This is my attempt. I am not sure as for its plausibility.
$Attempt$: Let $G$ be a group of order $185$. Then $G=185=5\cdot 37$. The $Sylow-p$ subgroups are unique and normal and therefore $G$ is nilpotent and so $G=P_1\times P_2$ where $P_1$ is the $Sylow-5$ normal subgroup while $P_2$ is the other. Since $5$ and $37$ are prime then $P_1$ and $P_2$ are cyclic. Is a product of cyclic groups a cyclic group?

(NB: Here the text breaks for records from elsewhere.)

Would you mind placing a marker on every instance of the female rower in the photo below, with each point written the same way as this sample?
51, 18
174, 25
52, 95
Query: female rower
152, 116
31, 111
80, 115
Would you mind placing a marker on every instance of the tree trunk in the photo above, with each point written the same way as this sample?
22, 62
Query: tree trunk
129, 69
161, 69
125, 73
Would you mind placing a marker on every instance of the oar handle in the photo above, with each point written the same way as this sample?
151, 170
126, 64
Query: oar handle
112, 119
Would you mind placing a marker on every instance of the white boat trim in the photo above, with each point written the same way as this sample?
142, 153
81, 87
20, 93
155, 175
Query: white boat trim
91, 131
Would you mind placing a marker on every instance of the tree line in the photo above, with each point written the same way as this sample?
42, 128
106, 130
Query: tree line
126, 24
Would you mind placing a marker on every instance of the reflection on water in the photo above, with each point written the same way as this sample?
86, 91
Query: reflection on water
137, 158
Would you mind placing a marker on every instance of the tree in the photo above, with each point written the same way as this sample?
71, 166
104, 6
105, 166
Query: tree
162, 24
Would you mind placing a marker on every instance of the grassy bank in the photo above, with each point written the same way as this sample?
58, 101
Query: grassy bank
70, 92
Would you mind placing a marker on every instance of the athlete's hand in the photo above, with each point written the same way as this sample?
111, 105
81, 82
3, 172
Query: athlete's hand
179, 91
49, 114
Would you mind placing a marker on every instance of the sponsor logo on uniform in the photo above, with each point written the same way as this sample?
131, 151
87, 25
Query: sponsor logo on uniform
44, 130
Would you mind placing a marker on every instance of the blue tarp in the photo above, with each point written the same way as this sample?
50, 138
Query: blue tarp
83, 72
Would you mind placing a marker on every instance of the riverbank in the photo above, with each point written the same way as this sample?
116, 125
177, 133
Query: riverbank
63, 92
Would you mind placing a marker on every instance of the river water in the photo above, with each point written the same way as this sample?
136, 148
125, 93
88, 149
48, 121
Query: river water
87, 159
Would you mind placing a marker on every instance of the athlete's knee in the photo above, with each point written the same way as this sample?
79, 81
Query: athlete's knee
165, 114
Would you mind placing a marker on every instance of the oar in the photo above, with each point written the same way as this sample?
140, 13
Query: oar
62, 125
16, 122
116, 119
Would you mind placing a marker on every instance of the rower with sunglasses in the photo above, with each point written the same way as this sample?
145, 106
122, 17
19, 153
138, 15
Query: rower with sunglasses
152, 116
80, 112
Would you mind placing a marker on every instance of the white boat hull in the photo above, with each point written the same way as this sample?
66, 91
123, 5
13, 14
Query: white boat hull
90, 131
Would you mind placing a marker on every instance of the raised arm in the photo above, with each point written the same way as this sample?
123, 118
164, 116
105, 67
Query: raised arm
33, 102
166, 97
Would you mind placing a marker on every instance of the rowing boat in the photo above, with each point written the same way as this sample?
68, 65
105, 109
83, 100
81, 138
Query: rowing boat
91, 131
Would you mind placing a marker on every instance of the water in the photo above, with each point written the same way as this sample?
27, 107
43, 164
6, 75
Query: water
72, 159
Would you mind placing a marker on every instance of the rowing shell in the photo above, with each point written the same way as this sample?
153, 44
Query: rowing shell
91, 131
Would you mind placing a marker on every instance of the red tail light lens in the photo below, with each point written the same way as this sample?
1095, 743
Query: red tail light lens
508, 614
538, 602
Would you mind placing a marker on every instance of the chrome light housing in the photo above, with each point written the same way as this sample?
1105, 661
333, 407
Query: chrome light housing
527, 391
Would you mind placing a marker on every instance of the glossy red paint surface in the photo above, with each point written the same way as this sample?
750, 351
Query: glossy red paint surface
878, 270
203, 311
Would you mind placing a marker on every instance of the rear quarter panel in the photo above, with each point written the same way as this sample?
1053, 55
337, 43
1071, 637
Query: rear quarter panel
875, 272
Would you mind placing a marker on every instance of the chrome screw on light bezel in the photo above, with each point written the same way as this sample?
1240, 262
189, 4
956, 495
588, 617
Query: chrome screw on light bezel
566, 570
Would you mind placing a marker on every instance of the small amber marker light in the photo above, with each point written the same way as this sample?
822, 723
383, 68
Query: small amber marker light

By what I know so far, $G$ is either isomorphic to $\Bbb{Z}_5\times \Bbb{Z}_{37}$ or to $\Bbb{Z}_{185}$ but $\Bbb{Z}_5\times \Bbb{Z}_{37}$ is isomorphic to $\Bbb{Z}_{185}$ because $(5,37)=1$ then what does it mean?? I am so confused...
As you said the $37$ group is normal, hence $$G=\mathbb{Z}_{37}\rtimes \mathbb{Z}_5.$$ Now since $|Aut(\mathbb{Z}_{37})|=36$, there are no elements of order $5$ there hence the action is trivial and $$G=\mathbb{Z}_{37}\times \mathbb{Z}_5.$$ Which is cyclic.